Venne incominciata sotto l'intraprendente parroco don Francesco Sarri di Quero. Concepita in forme classicistiche , con cinque altari marmorei dalla forma ancora barocca, la nuova chiesa doveva completare quel preciso disegno autonomistico che si era abbozzato circa duecento anni prima. Venne terminata nel 1776, dopo circa un ventennio di lavori e di sacrifici, un pò di tutti. Il frate architetto Alessio Cusinato , nativo di san leno, fornì i disegni e diresse i lavori, sia della chiesa che del campanile dalla caratteristica pigna barocca.

Attorno al sagrato, com' era consuetudine, venne approntato il cimitero (1750), in uso sino al 1851, anno in cui venne trasferito, in ottemperanza alle disposizioni sanitarie, sulla strada di Marini. I grandi e piccoli avvenimenti religiosi continuarono a svolgersi all'interno della chiesa,mentre le assemblee dei capi famiglia, per le decisioni comunali, si svolgevano generalmente di domenica nel sagrato o in canonica. Soltanto nel 1863 venne completato il palazzetto comunale che, però, scomparve con la costruzione dell'attuale sede. Per la sua vicinanza a Bassano , Cassola visse sempre in simultaneità le reazioni ai grandi avvenimenti storici: dalla caduta della Repubblica Veneta, all'epopea napoleonica, alla dominazione austriaca con le relative guerre risorgimentali, sino all'annessione al regno d'Italia. I cambiamenti però non furono repentini.

La popolazione rurale, che aveva vissuto con una certa apatia il passaggio dagli Asburgo ai Savoia ( i nuovi padroni), continuò ad avere i ritmi patriarcali e le incombenze di sempre. Di nuovo, l'unificazione aveva portato, sin dall'inizio degli anni settanta, l'istruzione elementare comunale con l'apertura della Scuola rurale maschile di grado inferiore e poi di quella femminile. Allestita in locali del comune e della parrocchia, nel 1912 trovò sistemazione decorosa in un nuovo edificio, inaugurato con grande concorso di popolo.Il territorio del comune, quasi contempo- raneamente all'introduzione dell'istruzione obbligatoria, era stato interessato dal tratto ferroviario di Padova-Bassano (1876) e poi da quello di Venezia-Bassano (1906).

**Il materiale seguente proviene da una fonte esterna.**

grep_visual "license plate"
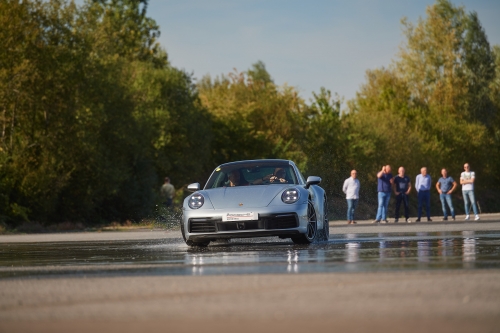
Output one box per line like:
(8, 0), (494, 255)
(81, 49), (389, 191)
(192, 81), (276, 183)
(223, 212), (257, 222)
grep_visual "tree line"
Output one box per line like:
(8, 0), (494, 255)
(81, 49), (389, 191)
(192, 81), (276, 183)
(1, 0), (499, 227)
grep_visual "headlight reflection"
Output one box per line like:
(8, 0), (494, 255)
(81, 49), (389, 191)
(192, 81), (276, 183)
(287, 250), (299, 273)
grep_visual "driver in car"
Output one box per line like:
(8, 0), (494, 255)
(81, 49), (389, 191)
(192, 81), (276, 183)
(269, 168), (288, 183)
(254, 167), (288, 184)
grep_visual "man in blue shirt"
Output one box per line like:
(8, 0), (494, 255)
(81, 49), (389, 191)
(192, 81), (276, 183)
(393, 166), (412, 223)
(436, 168), (457, 221)
(415, 167), (432, 222)
(373, 165), (393, 223)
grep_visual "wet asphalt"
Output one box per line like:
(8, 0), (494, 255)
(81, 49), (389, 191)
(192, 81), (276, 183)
(2, 217), (500, 333)
(1, 226), (500, 279)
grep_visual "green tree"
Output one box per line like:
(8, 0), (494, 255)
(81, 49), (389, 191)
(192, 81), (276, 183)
(198, 62), (306, 167)
(0, 0), (210, 225)
(301, 89), (345, 185)
(346, 0), (500, 214)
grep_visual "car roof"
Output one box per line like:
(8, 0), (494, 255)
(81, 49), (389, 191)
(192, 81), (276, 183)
(217, 159), (294, 168)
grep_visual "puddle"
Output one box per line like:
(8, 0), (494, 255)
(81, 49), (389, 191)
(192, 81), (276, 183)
(1, 230), (499, 278)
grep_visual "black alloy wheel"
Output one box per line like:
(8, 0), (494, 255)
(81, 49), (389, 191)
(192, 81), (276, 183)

La successiva realizzazione della stazione ferroviaria (1910), con relative fermate, avrebbe gettato un ponte con ambienti totalmente estranei al piccolo paese della "Casasola", che così rompeva il suo atavico isolamento. Nonostante questo isolamento a Cassola ebbero i natali alcuni personaggi di rilievo: il già ricordato Alessio Cusinato (1681-1768) frate minore riformato, architetto; Antonio Sonda (1771-1831) scrittore ed incisore; beata Gaetana Sterni (1827- 1889), fondatrice delle suore della Divina Volontà; Mons. Pietro Brotto (1841-1921) grecista e latinista; Mons. Giovanni Augusto Brotto (1881-1945) storico dell'Università e della Diocesi di Padova.